【CVPR】3D Human Pose Estimation with Spatio-Temporal Criss-cross Attention
3D Human Pose Estimation with Spatio-Temporal Criss-cross Attention
Shared by:Wenhao Li
Research direction:3D Human Pose Estimation
Title:3D Human Pose Estimation with Spatio-Temporal Criss-cross Attention
Authors:Zhenhua Tang, Zhaofan Qiu, Yanbin Hao, Richang Hong, Ting Yao
Institution:Hefei University of Technology, University of Science and Technology of China
Abstract:Recent transformer-based solutions have shown great success in 3D human pose estimation. Nevertheless, to calculate the joint-to-joint affinity matrix, the computational cost has a quadratic growth with the increasing number of joints.
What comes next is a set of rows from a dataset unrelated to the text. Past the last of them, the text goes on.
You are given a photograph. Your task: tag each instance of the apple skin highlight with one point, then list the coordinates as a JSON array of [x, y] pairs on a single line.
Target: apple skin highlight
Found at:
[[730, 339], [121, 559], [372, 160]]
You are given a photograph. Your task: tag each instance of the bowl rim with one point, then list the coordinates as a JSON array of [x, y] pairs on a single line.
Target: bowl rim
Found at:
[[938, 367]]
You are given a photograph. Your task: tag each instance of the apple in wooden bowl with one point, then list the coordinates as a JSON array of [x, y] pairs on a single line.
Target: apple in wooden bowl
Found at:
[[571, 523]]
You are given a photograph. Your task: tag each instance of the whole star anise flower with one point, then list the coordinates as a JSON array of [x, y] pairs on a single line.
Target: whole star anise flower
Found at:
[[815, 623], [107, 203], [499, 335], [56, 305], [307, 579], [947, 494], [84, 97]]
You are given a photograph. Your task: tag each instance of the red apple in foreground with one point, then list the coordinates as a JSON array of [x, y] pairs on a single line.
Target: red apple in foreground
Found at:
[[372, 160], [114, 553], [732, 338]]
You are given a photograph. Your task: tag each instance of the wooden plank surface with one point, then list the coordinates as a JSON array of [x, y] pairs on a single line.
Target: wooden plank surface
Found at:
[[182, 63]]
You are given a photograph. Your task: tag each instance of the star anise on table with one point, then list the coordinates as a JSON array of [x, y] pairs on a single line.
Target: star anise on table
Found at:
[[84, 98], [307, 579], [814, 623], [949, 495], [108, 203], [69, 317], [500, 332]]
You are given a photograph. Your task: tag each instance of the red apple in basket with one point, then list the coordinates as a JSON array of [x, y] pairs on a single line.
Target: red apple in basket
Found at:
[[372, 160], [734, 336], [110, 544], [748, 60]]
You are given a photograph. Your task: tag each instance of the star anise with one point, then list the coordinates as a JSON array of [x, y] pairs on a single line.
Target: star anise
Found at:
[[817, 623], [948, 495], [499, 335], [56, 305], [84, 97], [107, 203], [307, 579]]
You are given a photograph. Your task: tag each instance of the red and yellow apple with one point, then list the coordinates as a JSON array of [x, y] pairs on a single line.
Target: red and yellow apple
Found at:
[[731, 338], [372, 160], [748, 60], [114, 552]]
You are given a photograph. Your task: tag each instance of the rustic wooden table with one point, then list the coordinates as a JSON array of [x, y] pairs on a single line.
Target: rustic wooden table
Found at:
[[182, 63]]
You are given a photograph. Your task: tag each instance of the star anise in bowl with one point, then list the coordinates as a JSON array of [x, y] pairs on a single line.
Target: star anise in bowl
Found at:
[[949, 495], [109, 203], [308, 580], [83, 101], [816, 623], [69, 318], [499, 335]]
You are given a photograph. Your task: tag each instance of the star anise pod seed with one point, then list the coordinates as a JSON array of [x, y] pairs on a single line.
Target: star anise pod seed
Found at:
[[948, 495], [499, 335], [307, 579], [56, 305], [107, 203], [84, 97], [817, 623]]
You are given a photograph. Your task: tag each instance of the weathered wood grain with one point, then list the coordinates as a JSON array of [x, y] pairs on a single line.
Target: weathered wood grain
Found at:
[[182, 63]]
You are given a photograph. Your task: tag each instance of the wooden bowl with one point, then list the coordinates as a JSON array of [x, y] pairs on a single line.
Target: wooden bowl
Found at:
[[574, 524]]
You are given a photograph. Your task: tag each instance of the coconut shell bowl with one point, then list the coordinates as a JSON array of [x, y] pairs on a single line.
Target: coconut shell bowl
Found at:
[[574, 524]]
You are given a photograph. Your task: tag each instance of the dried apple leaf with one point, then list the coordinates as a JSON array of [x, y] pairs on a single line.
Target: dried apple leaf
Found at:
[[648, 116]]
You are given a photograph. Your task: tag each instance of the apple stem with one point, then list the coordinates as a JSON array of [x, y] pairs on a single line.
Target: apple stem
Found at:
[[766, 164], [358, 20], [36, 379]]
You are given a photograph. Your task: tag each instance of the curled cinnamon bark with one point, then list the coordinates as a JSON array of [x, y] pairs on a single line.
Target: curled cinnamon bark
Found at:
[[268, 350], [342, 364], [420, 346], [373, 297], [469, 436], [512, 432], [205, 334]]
Such drawback becomes even worse especially for pose estimation in a video sequence, which necessitates spatio-temporal correlation spanning over the entire video. In this paper, we facilitate the issue by decomposing correlation learning into space and time, and present a novel Spatio-Temporal Criss-cross attention (STC) block. Technically, STC first slices its input feature into two partitions evenly along the channel dimension, followed by performing spatial and temporal attention respectively on each partition. STC then models the interactions between joints in an identical frame and joints in an identical trajectory simultaneously by concatenating the outputs from attention layers. On this basis, we devise STCFormer by stacking multiple STC blocks and further integrate a new Structure-enhanced Positional Embedding (SPE) into STCFormer to take the structure of human body into consideration. The embedding function consists of two components: spatio-temporal convolution around neighboring joints to capture local structure, and part-aware embedding to indicate which part each joint belongs to. Extensive experiments are conducted on Human3.6M and MPI-INF-3DHP benchmarks, and superior results are reported when comparing to the state-of-the-art approaches. More remarkably, STCFormer achieves to-date the best published performance: 40.5mm P1 error on the challenging Human3.6M dataset.